This article is part of the supplement: 22nd International Conference on Genome Informatics: Systems Biology
Proceedings
Pinpointing transcription factor binding sites from ChIP-seq data with SeqSite
1 MOE Key Laboratory of Bioinformatics and Bioinformatics Division, TNLIST / Department of Automation, Tsinghua University, Beijing 100084, China
2 Current address: School of Biomedical Sciences and Pharmacy, The University of Newcastle, University Drive, Callaghan NSW 2308, Australia
BMC Systems Biology 2011, 5(Suppl 2):S3 doi:10.1186/1752-0509-5-S2-S3
Published: 14 December 2011Abstract
Background
Chromatin immunoprecipitation combined with the next-generation DNA sequencing technologies (ChIP-seq) becomes a key approach for detecting genome-wide sets of genomic sites bound by proteins, such as transcription factors (TFs). Several methods and open-source tools have been developed to analyze ChIP-seq data. However, most of them are designed for detecting TF binding regions instead of accurately locating transcription factor binding sites (TFBSs).
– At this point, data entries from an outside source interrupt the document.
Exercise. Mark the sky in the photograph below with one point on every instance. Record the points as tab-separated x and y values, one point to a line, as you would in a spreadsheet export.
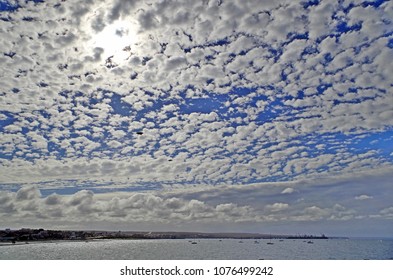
214	115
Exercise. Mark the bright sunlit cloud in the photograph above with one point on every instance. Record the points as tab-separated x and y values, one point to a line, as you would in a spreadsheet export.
251	114
116	40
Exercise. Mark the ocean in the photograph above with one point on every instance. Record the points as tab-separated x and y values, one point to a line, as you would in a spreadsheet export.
202	249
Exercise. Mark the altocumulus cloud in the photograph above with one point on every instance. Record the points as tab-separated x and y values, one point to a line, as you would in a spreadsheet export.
247	114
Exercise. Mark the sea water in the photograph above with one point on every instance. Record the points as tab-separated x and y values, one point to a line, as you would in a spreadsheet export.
203	249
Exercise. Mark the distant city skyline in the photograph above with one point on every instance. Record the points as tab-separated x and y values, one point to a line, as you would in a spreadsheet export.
210	116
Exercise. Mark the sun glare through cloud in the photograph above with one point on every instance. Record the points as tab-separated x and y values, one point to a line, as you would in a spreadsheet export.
116	41
261	116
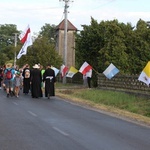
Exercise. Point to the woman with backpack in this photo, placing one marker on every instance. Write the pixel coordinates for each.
(9, 73)
(26, 79)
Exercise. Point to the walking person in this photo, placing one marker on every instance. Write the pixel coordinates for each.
(89, 76)
(1, 77)
(9, 73)
(49, 79)
(36, 80)
(18, 82)
(26, 79)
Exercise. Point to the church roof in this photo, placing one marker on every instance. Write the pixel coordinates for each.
(70, 26)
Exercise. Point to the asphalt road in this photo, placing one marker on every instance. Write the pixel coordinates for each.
(55, 124)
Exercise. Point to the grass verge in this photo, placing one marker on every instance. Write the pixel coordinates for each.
(122, 104)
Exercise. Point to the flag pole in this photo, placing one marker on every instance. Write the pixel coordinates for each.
(15, 49)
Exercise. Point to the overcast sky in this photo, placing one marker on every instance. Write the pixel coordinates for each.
(38, 12)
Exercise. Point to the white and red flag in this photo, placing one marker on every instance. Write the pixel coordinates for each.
(64, 70)
(85, 68)
(26, 39)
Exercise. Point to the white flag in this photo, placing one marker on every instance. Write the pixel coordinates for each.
(27, 40)
(85, 68)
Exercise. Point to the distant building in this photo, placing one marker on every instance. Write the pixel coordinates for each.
(71, 29)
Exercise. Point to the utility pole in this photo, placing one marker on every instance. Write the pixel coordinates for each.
(65, 34)
(15, 49)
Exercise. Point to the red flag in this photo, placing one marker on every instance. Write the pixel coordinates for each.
(26, 39)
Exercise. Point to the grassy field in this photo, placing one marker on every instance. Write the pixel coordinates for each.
(107, 100)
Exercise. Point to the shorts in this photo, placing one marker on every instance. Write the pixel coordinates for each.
(9, 83)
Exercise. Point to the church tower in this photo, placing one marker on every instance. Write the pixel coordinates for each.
(71, 30)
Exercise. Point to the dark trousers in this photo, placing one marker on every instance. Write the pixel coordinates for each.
(89, 82)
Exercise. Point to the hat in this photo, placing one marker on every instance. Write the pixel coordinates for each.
(8, 65)
(36, 66)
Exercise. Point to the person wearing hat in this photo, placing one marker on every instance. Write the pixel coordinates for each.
(36, 80)
(9, 73)
(49, 80)
(18, 82)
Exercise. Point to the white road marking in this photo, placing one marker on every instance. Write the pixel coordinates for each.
(33, 114)
(60, 131)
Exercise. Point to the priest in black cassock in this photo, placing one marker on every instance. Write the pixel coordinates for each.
(49, 79)
(36, 80)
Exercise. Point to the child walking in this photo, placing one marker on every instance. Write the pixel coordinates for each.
(18, 82)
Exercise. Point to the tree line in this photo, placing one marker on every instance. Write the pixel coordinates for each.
(124, 45)
(127, 47)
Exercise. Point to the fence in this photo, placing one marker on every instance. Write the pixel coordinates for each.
(127, 83)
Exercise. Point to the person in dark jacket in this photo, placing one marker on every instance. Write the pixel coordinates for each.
(26, 79)
(36, 80)
(49, 79)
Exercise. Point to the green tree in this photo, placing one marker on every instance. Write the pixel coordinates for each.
(43, 52)
(7, 39)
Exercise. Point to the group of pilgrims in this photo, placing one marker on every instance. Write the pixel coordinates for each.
(29, 80)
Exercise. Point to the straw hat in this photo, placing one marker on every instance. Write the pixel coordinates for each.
(36, 66)
(9, 65)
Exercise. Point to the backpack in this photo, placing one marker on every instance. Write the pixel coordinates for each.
(9, 74)
(27, 73)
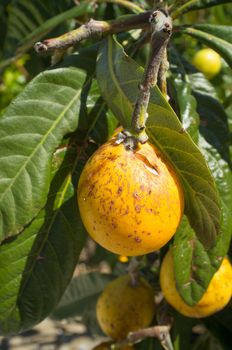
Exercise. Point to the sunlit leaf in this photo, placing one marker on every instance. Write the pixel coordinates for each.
(118, 77)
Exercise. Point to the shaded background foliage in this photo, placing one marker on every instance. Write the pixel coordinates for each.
(37, 260)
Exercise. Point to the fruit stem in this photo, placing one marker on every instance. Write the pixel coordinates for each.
(161, 24)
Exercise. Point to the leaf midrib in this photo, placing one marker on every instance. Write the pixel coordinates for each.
(41, 143)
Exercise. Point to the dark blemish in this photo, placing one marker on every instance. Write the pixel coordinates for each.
(126, 212)
(182, 131)
(112, 157)
(203, 122)
(108, 189)
(136, 195)
(119, 191)
(153, 168)
(194, 268)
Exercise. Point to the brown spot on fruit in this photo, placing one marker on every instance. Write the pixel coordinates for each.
(138, 208)
(131, 307)
(119, 191)
(215, 298)
(138, 201)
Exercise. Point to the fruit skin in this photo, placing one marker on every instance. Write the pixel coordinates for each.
(123, 308)
(208, 62)
(216, 297)
(106, 346)
(131, 202)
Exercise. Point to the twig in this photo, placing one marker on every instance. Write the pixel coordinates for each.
(93, 28)
(161, 32)
(162, 81)
(159, 332)
(125, 3)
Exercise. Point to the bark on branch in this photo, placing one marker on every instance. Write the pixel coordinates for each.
(94, 28)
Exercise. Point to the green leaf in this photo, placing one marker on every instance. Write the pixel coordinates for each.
(187, 104)
(217, 37)
(32, 127)
(165, 130)
(191, 5)
(194, 265)
(214, 122)
(82, 291)
(37, 265)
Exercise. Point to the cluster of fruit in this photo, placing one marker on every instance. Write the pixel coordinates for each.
(131, 203)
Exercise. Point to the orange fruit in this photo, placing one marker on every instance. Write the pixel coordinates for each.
(215, 298)
(106, 346)
(208, 62)
(131, 201)
(123, 308)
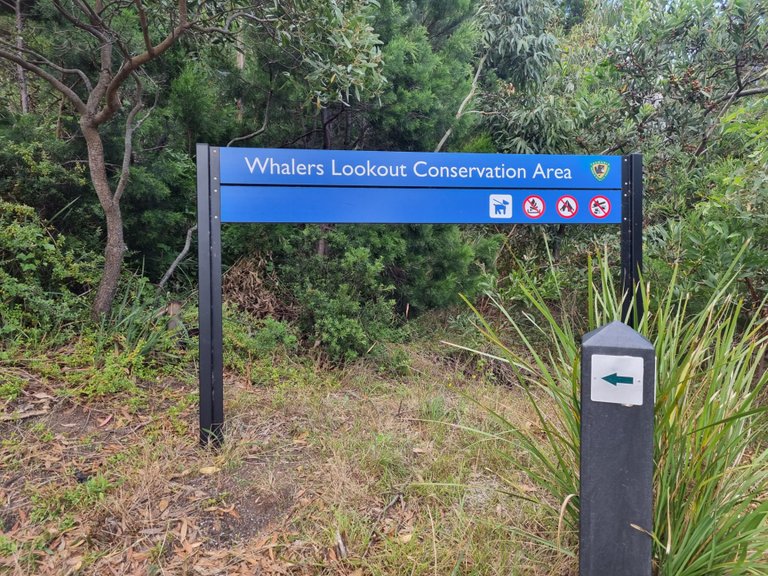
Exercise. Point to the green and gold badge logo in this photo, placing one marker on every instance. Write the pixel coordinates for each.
(600, 170)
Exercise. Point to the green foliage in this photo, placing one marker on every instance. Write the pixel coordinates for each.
(369, 278)
(711, 459)
(41, 281)
(56, 503)
(247, 338)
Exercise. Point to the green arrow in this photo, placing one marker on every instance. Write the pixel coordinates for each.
(615, 379)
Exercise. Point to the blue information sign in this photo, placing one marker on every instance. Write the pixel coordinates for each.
(333, 186)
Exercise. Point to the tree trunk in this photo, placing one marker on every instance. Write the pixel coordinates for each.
(115, 246)
(22, 74)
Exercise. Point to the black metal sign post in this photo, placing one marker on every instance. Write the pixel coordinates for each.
(209, 263)
(631, 237)
(618, 371)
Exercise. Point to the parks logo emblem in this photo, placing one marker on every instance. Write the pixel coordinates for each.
(600, 170)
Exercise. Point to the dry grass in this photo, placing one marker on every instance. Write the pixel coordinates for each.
(323, 472)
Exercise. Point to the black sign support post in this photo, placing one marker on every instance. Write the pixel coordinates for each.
(209, 258)
(631, 238)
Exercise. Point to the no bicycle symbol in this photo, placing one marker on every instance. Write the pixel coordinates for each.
(567, 206)
(600, 206)
(534, 206)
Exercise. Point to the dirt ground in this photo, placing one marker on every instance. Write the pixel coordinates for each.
(346, 472)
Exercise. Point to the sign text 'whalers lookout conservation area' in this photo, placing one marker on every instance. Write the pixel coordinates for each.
(332, 186)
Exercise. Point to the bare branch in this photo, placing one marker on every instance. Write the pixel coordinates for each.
(48, 77)
(43, 60)
(128, 143)
(135, 62)
(263, 124)
(464, 103)
(178, 259)
(92, 30)
(144, 27)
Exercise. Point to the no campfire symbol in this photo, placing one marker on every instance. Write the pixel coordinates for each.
(567, 206)
(534, 206)
(600, 206)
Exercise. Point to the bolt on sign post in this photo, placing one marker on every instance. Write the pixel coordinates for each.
(618, 389)
(343, 186)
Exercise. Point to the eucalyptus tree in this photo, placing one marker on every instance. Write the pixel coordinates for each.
(100, 57)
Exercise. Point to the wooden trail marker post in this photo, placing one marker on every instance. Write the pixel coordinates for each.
(618, 393)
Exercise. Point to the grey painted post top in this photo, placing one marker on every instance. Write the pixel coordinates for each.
(616, 494)
(615, 335)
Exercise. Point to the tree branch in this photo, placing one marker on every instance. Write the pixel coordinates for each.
(464, 103)
(43, 60)
(263, 124)
(57, 84)
(144, 27)
(128, 144)
(178, 259)
(131, 64)
(92, 30)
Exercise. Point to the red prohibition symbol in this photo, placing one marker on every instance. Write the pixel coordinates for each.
(567, 206)
(600, 206)
(534, 206)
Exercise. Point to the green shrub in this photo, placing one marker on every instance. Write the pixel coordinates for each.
(359, 291)
(711, 472)
(41, 281)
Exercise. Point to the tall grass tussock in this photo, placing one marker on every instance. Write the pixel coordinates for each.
(711, 447)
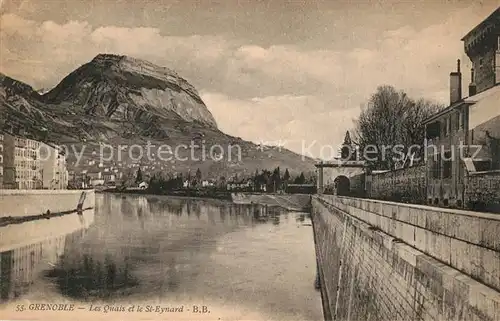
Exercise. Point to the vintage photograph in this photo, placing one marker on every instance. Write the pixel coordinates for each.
(250, 160)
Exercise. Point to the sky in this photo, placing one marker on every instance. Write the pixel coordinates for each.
(292, 73)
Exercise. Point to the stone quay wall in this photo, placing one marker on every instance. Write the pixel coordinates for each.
(23, 203)
(388, 261)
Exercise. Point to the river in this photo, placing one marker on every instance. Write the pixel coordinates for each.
(174, 258)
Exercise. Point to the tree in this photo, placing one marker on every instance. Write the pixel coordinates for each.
(138, 176)
(391, 123)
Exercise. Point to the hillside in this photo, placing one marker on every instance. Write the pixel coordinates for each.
(118, 100)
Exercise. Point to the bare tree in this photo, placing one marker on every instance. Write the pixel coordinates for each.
(390, 124)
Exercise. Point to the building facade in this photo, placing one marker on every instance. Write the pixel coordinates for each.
(464, 138)
(1, 160)
(21, 163)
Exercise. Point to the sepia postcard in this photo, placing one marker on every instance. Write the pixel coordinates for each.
(250, 160)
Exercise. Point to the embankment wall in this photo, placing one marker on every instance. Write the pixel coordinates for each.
(20, 203)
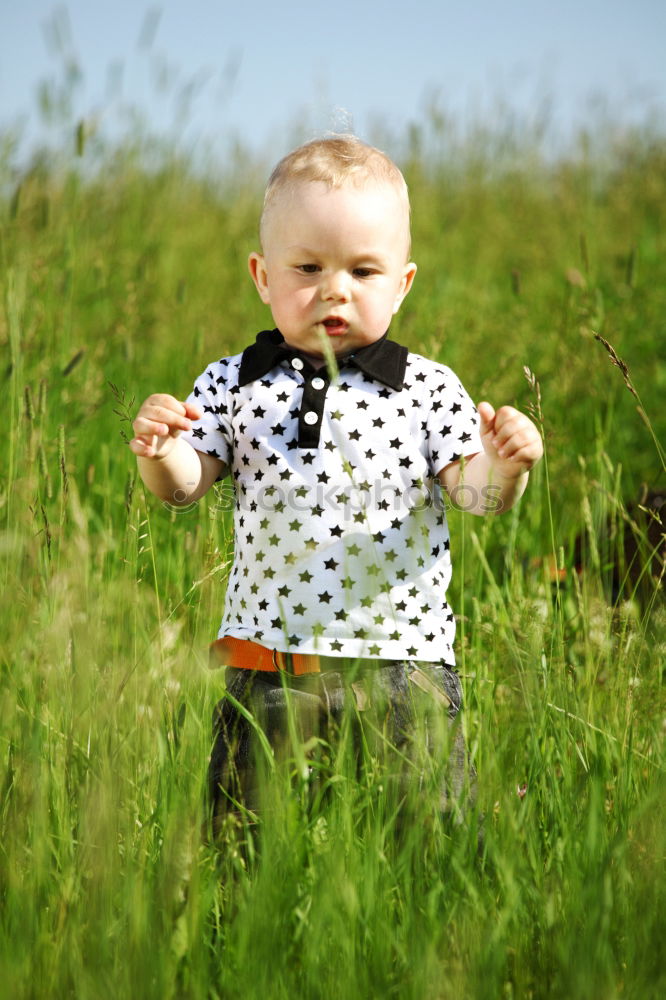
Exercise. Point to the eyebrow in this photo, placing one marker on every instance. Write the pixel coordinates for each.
(372, 255)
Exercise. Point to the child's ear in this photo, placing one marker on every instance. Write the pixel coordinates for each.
(257, 267)
(405, 285)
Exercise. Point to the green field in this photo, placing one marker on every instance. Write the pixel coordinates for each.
(123, 272)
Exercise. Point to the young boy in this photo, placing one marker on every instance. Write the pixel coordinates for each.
(337, 440)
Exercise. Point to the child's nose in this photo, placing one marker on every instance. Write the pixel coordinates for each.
(336, 286)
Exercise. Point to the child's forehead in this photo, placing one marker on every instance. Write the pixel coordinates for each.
(304, 197)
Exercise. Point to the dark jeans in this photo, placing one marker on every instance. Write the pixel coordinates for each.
(403, 714)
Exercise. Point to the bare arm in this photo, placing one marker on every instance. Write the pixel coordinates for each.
(171, 468)
(494, 479)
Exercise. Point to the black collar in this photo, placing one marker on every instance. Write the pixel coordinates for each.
(383, 360)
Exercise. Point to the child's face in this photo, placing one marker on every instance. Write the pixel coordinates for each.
(333, 264)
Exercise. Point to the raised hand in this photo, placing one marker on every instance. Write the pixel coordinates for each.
(160, 420)
(510, 440)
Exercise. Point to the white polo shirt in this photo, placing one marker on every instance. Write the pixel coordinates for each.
(341, 540)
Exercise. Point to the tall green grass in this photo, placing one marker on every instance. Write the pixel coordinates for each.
(125, 280)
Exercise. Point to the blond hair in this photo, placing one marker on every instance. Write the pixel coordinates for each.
(334, 161)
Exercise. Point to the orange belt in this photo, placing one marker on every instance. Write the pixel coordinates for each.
(249, 655)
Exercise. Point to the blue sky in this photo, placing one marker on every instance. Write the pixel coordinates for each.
(267, 71)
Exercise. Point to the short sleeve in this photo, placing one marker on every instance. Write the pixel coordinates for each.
(212, 434)
(452, 423)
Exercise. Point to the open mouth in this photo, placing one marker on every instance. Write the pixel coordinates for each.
(335, 326)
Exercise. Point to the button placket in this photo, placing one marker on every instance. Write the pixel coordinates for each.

It is still challenging to pinpoint TFBSs directly from ChIP-seq data, especially in regions with closely spaced binding events.
Results
With the aim to pinpoint TFBSs at a high resolution, we propose a novel method named SeqSite, implementing a two-step strategy: detecting tag-enriched regions first and pinpointing binding sites in the detected regions. The second step is done by modeling the tag density profile, locating TFBSs on each strand with a least-squares model fitting strategy, and merging the detections from the two strands. Experiments on simulation data show that SeqSite can locate most of the binding sites more than 40-bp from each other. Applications on three human TF ChIP-seq datasets demonstrate the advantage of SeqSite for its higher resolution in pinpointing binding sites compared with existing methods.
Conclusions
We have developed a computational tool named SeqSite, which can pinpoint both closely spaced and isolated binding sites, and consequently improves the resolution of TFBS detection from ChIP-seq data.